Voici les points sur lesquels nous concentrons notre énergie :

  1. Renforcer le point d’entrée.Nous formons les agents de santé primaires à repérer les premiers signes et symptômes, à s’orienter dans les voies d’orientation et à réduire le nombre de points de contact que les patients doivent franchir avant de recevoir un diagnostic.
  2. Améliorer la biopsie et les diagnostics.Une biopsie n’est pas seulement une procédure : c’est un tournant décisif. Nous contribuons à garantir que les échantillons soient prélevés correctement, stockés de manière appropriée et traités efficacement afin de soutenir des plans de traitement rapides et précis. Nous avons également soutenu le développement d’approches multidisciplinaires des soins, y compris les progrès dans les soins chirurgicaux du sein.
  3. Augmenter la capacité de radiothérapie.De nombreux cliniciens passent d’anciennes machines à des technologies plus récentes. Nous soutenons cette transition par la formation, car l’accès sans capacité ne suffit pas. Nous investissons dans le développement des compétences de l’ensemble du personnel de radiothérapie et créons des forums permettant aux professionnels d’aborder les défis de la prestation de soins et d’élaborer conjointement des solutions pour les cancers courants.
  4. Faire évoluer le langage du cancer. Nous devons normaliser ces conversations. Le cancer n’est pas un tabou. Il est traitable lorsqu’il est détecté et pris en charge précocement. AORTIC continue de plaider en faveur d’un langage plus adapté à la culture et sans stigmatisation autour du diagnostic, du traitement et de la survie.
  5. Développer le plaidoyer politique. La société civile doit savoir ce qu’elle doit demander à ses décideurs. Nos formations au plaidoyer fournissent aux OSC de toute l’Afrique les outils nécessaires pour faire pression en faveur de meilleurs soins contre le cancer et d’une meilleure responsabilisation dans leurs régions.

 

Apprendre les uns des autres
Au cours de ces deux jours, nous avons tiré des enseignements pratiques de pays tels que le Botswana, le Kenya, la RDC, le Ghana, le Pakistan et la Turquie, et nous avons observé les meilleures pratiques d’Amérique latine, d’Europe et d’Asie.

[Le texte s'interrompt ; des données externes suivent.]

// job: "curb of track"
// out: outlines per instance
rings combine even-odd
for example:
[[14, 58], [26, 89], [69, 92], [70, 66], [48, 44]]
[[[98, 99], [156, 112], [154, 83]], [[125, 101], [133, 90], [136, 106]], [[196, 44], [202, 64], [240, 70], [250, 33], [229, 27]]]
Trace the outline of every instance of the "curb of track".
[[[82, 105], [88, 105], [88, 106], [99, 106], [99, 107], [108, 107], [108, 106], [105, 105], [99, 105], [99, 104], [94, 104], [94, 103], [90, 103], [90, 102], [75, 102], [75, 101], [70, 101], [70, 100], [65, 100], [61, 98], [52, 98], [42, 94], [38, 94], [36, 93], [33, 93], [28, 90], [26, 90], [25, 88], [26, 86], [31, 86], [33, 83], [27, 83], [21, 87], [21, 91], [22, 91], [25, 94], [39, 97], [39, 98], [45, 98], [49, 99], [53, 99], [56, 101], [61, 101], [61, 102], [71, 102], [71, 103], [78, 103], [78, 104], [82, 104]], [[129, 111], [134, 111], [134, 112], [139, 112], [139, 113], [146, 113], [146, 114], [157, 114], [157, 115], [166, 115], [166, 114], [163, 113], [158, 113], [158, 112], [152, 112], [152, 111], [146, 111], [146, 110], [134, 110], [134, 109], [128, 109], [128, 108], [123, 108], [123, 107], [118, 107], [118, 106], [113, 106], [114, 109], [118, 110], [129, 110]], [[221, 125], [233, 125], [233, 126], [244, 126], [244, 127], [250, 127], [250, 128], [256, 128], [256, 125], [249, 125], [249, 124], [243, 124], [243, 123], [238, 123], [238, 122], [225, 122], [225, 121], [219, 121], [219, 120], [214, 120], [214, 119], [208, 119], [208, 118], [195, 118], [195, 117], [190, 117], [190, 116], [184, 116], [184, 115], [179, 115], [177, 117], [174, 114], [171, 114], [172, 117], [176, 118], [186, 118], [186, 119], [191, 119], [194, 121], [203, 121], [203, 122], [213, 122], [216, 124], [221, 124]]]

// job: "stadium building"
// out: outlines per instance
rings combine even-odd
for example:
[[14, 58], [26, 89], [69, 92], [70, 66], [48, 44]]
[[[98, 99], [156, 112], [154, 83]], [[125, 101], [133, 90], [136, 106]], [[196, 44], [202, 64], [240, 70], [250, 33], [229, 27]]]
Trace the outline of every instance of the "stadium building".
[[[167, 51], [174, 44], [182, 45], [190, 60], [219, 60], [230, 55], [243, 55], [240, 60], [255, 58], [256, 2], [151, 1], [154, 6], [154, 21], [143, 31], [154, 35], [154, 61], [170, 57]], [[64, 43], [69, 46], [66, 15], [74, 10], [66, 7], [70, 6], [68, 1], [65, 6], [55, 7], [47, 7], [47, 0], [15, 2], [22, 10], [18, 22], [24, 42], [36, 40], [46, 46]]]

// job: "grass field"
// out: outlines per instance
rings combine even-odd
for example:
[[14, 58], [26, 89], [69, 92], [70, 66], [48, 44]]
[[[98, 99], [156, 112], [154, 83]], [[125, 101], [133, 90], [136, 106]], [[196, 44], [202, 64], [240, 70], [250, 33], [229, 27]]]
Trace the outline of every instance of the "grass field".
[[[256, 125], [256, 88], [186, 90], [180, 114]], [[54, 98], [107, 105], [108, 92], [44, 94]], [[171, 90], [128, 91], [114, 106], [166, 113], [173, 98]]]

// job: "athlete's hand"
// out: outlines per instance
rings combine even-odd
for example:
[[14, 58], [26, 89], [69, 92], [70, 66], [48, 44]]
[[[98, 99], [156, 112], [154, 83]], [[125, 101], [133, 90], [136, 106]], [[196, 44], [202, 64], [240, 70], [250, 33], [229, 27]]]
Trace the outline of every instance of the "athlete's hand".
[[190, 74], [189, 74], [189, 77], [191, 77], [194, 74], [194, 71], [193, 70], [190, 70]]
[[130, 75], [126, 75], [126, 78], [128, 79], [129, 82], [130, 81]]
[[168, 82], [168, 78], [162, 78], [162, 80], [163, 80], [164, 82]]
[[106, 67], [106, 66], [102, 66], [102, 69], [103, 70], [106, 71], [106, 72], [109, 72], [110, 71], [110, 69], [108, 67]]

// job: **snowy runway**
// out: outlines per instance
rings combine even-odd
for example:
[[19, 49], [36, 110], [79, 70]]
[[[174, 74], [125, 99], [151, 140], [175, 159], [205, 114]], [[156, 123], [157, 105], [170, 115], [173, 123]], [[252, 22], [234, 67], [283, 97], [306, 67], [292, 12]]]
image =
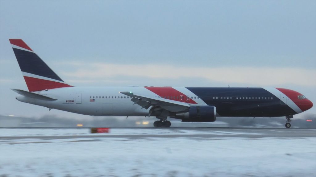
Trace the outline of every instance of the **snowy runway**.
[[316, 129], [0, 129], [0, 176], [311, 176]]

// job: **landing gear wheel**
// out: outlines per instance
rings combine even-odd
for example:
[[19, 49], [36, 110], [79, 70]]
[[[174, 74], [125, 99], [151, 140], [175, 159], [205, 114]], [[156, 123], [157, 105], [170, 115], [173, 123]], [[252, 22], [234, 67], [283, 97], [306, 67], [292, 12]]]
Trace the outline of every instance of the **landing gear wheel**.
[[154, 122], [154, 127], [162, 127], [162, 122], [161, 121], [158, 121]]
[[171, 125], [171, 122], [170, 122], [170, 121], [167, 121], [163, 122], [163, 127], [170, 127], [170, 126]]
[[285, 124], [285, 127], [286, 128], [289, 128], [291, 127], [291, 124], [290, 123], [286, 123]]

Des problèmes mondiaux, certes. Mais des enseignements profondément locaux. Nous avons également entendu nos partenaires, notamment la London Global Cancer Week et l’AIEA, parler de la prochaine Journée mondiale de la radiothérapie le 7 septembre, une journée qu’AORTIC est fière de défendre.

Ce qui reste gravé en moi – Il n’y a pas de solution unique. Mais une chose est claire :

  • Les soins contre le cancer sont une question de justice.Pas un luxe.
  • La radiothérapie n’est pas facultative.Elle est essentielle.
  • Les systèmes ne se réparent pas d’eux-mêmes.Nous devons les construire ensemble.

Et surtout ?

Personne ne viendra résoudre ce problème à notre place. Nous devons montrer la voie.

J’ai quitté Addis-Abeba avec un sentiment d’urgence renouvelé et un optimisme prudent. La dynamique est en train de se créer — et si nous restons engagés, ancrés dans la communauté, la science et la collaboration, un réel changement est non seulement possible, mais il est déjà en train de se produire.